The sloop left Surinam for home 9 August 1800, having served since December 1799 as the only American naval vessel on the Surinam station. Sailing by way of St. Kitts, and St. Thomas, Maryland escorted a large convoy of American and British merchant vessels to safe waters, in addition to capturing Aerial, an American merchantman on 2 September. Aerial had been trading with the enemy and arraigned a fake capture by a privateer as cover. On 10 September 1800 she set sail for St. Thomas, Virgin Islands, with , escorting a convoy of 52 ships. On an unknown date she and the USS Maryland recaptured the brig Mahitable.

Maryland arrived at Baltimore on 1 October for repairs. In a letter dated 20 February to Josiah Parker, Chaiman of the Committee on Naval Affairs, Navy Secretary Stoddert recommended selling her. The sloop departed Baltimore on 22 March 1801 with Congressman John Dawson of Virginia, President Adams' designated bearer of the amended and ratified Treaty of Mortefontaine with France, and arrived Havre de Grâce, France, in early May.
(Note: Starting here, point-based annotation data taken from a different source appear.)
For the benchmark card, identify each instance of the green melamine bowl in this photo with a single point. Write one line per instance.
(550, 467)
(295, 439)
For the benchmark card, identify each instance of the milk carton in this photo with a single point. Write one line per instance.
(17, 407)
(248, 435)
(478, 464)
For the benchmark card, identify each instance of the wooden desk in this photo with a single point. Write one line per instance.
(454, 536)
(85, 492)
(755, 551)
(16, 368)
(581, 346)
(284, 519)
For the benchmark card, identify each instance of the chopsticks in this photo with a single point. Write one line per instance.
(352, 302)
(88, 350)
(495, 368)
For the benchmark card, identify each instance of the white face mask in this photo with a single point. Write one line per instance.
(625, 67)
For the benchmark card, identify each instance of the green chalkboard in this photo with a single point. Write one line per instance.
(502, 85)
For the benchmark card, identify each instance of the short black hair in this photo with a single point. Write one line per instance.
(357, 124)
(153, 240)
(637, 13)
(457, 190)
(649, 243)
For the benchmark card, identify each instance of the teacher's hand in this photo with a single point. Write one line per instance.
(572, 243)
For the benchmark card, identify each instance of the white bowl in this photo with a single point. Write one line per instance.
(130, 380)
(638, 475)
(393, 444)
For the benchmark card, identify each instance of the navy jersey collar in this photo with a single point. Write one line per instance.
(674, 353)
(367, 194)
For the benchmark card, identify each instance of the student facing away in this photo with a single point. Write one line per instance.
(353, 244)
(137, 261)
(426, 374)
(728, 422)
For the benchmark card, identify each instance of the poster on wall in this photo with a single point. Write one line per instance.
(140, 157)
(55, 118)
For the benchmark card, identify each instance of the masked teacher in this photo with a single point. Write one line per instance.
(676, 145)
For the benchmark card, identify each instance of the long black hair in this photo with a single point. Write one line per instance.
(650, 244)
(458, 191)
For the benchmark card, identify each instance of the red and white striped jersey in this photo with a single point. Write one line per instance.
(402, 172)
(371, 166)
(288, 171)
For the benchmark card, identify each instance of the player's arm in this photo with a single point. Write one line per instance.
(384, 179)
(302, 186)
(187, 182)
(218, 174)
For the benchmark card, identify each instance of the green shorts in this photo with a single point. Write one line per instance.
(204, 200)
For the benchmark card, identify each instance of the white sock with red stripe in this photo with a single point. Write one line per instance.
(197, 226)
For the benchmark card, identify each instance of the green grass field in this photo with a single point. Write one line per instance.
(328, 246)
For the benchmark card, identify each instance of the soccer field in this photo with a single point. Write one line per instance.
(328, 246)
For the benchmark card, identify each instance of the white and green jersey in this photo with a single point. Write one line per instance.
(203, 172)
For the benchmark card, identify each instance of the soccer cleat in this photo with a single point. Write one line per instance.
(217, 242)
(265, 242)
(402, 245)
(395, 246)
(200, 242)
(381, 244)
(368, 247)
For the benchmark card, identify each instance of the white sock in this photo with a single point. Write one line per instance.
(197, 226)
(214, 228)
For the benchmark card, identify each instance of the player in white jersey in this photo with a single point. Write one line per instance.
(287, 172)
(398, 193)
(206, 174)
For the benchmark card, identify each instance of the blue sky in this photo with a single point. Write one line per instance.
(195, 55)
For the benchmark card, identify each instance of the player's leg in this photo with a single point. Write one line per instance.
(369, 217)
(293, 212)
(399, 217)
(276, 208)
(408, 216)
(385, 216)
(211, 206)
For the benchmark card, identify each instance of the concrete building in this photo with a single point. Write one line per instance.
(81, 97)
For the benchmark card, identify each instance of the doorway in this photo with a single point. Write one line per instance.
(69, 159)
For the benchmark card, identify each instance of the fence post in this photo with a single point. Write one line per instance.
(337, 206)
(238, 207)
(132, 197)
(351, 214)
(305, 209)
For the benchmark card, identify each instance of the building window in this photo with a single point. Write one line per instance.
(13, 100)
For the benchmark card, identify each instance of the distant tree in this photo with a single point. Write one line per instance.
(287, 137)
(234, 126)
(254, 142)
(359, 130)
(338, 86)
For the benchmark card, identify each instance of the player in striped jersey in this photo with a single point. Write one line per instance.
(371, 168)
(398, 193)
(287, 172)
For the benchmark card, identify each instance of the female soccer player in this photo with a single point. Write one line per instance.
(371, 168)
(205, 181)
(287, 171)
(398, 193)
The sloop remained until 15 July, when, because of difficulties in obtaining ratification, she was released by Congressman Dawson and sent home. Carrying several diplomatic passengers and important letters and dispatches, she returned to her home port in Baltimore on 28 August. Captain Rodgers discharged the crew and then sold Maryland on 2 October 1801 for $20,200.